ショー・マスト・ゴー・オン!~私のお兄ちゃんがステキな悪役すぎます?~

高田正人

プロローグ



 ここはシェークスピア総合芸術学園。

 日本でアーティストを目指す若者が通うならばここが一番、と言われる有名な学校です。

 校舎を中心に、街そのものが芸術のために作られた場所です。

 大きな劇場にコンサートホール。

 芸能プロダクションやスタジオの入っているビル。

 最新のファッションがそろったブティックに、逆に古い本がずらりと並ぶ古書店。

 それに、深夜までやってるラーメン屋さんやハンバーガーショップも。

 すべてが、この学園に通う生徒たちのために用意されています。


 シェークスピア総合芸術学園の標語。それは――


 Ars Est Ad Omniaアルス エスト アド オムニア


 ラテン語で「芸術はすべてに通じる」。

 この思想の下、シェークスピア総合芸術学園はあらゆる分野の未来のアーティストを育ててきました。

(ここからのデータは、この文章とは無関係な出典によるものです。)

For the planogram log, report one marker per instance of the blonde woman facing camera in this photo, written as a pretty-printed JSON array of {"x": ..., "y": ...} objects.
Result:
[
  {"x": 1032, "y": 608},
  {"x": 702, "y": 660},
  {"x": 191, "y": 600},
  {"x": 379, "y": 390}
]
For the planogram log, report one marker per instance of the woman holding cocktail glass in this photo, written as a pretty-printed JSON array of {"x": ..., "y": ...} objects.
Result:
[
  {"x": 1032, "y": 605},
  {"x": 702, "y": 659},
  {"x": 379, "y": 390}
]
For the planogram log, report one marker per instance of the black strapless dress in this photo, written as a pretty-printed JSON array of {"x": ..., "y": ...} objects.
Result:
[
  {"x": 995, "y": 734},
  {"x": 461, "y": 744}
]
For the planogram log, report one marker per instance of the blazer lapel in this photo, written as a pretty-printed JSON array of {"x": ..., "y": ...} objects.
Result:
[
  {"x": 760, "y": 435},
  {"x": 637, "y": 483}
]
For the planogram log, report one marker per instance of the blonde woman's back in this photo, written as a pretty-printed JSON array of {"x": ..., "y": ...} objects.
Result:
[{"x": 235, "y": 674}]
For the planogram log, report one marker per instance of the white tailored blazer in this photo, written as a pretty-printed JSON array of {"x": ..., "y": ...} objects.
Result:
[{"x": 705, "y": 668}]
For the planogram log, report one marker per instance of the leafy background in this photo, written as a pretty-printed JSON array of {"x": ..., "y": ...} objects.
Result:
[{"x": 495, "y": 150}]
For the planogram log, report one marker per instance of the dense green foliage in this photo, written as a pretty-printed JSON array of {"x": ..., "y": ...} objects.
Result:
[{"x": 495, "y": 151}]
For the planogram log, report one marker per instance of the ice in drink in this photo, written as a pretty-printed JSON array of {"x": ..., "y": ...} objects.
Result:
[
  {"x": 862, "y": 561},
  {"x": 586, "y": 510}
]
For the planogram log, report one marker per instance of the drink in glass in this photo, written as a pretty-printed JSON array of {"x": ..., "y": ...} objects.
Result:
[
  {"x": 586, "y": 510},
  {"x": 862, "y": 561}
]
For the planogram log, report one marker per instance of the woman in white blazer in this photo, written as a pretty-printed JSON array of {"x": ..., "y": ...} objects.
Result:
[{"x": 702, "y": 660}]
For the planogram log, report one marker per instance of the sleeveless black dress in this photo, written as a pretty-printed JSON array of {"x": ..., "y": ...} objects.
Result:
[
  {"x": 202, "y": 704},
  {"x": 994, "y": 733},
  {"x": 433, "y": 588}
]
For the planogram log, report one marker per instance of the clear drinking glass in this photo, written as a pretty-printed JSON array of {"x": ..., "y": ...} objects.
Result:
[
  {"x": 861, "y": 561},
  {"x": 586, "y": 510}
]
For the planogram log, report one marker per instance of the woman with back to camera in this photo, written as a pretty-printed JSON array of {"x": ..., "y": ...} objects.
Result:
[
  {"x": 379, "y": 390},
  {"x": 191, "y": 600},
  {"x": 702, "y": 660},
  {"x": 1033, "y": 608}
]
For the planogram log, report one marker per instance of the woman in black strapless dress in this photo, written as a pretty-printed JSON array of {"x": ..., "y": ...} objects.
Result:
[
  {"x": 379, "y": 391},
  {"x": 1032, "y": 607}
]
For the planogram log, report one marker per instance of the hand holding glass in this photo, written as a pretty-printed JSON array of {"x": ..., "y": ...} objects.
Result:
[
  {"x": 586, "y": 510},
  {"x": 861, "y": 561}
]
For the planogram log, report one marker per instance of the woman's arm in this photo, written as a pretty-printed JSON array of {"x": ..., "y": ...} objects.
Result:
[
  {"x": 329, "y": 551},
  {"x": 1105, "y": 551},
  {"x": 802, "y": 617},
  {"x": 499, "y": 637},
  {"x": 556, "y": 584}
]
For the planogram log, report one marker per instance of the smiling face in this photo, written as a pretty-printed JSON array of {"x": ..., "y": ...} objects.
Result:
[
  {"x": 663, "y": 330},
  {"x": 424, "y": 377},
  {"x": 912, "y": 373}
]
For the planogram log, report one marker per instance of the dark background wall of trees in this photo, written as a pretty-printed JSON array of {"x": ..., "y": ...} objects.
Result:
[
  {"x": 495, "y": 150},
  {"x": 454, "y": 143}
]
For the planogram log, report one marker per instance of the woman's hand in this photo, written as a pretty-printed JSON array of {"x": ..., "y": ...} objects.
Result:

 学園の「芸術科」に通う生徒が目指す芸術は様々です。

 歌手。演奏家。

 ダンサー。アイドル。声優。

 画家。彫刻家。

 配信者。ゲーマー。

 そして――


 役者。


 そうです。シェークスピア総合芸術学園が一番力を入れているのは演劇です。

 毎年、学年ごとに二人の生徒が選ばれます。

 すばらしい主役を演じた「ファウスト」。

 すばらしい悪役を演じた「メフィスト」。

 演劇科の生徒達は誰もがこのファウストとメフィストを目指して、一年間努力し競争を続けるのです。


 これから始まるのは、一人の男子生徒とその妹の物語。

 男子の名前は潮崎湊しおざきみなと。高校一年生。今年のメフィストの最有力候補。完璧な悪役を演じることができる生徒。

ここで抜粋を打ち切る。